What happened?

By James Favot and Tim Galvan

December 14, 2017

Most students know the Pledge of Allegiance and could probably say the whole thing by heart. Tigard High is required by Oregon law to allow students to say the Pledge in high schools at least once a week, but for around ten years this school has been out of compliance with the policy. The administration has recently taken notice and is working to resolve the issue.


One of Oregon’s education regulations, ORS 339.875, requires a U.S. flag to be present in every classroom. In early December, administrators counted the number of classrooms that have flags in them, but were surprised to discover that 25 classrooms and places of student assembly are currently out of compliance with the state law.


Principal Andy Van Fleet explains how the flags could have been accidentally removed from classrooms. Teachers may have forgotten to put them back into place after moving between rooms or retiring, or a custodian might have taken a flag down for cleaning and left it stored away. To rectify the situation, Associate Principal Angelita Miller ordered enough U.S. flags for every classroom to have a flag after winter break.

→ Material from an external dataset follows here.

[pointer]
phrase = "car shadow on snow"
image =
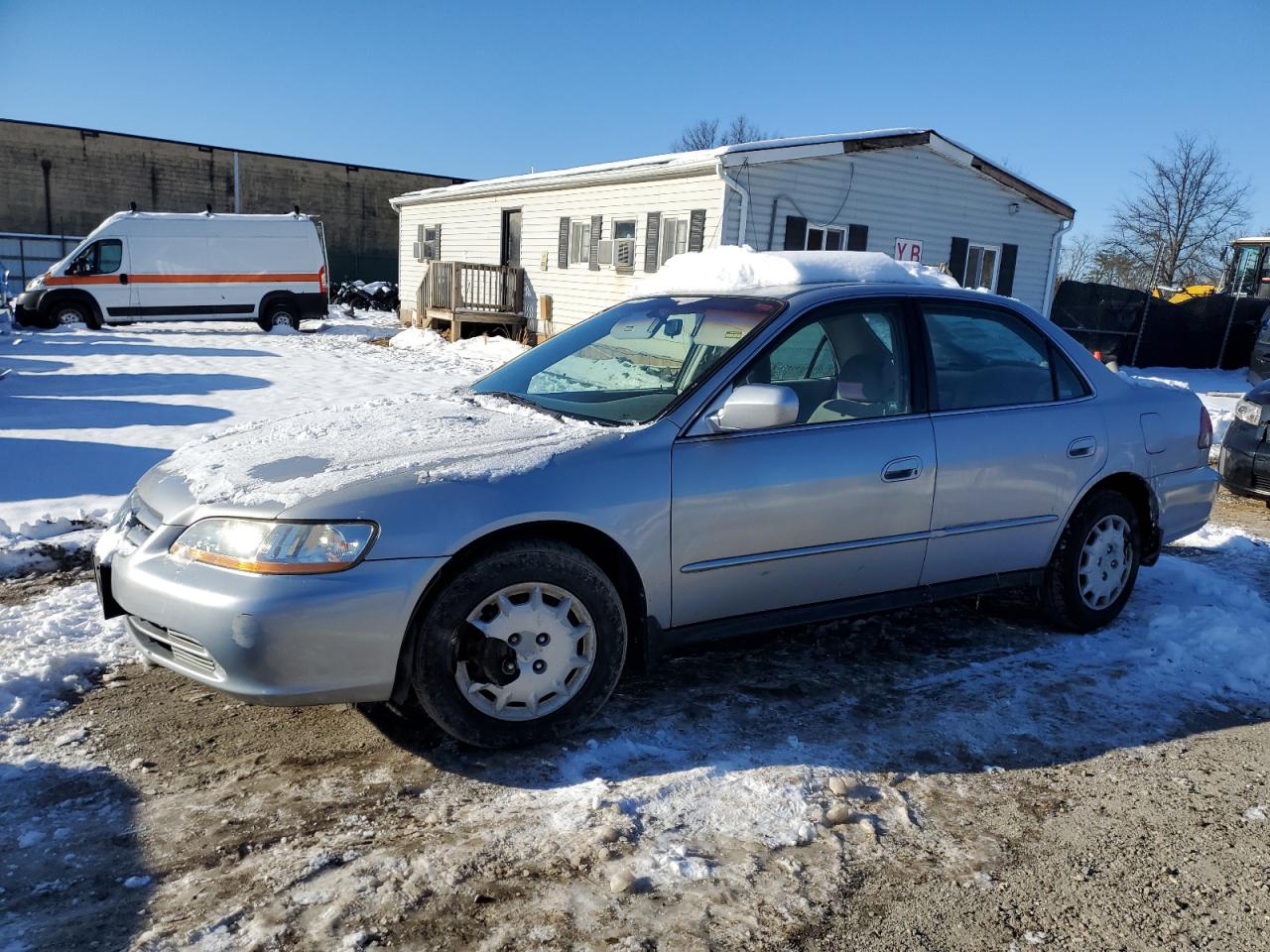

The state regulation also requires schools to present students with the opportunity to recite the Pledge of Allegiance at least once a week. Van Fleet understands that the Pledge used to be recited at Tigard High during the morning announcements, but eventually just stopped. “At some point it got dropped. We thought, ‘Why aren’t we doing this anymore? We need to be doing it again,’” Van Fleet said.


The Monday morning announcements will now be giving students the opportunity to say the Pledge of Allegiance. You may pay your respects by standing up and putting your hand over your heart and reciting the Pledge or respectfully sitting and listening as it goes by. Any other responses, such as getting angry, talking over the announcements or looking at your phone will not be allowed and could get you in trouble.


History teacher Danny Rowe shared her opinion on why the Pledge is important in schools. I do think that every class should have a flag. We’re setting a good example of what’s important in our nation,” Rowe said. “Lots of people have died and served under our flag for our benefit. We benefit from their sacrifice… This is the symbol that we choose in order to continue to form that more perfect union. We have to share a belief in something.”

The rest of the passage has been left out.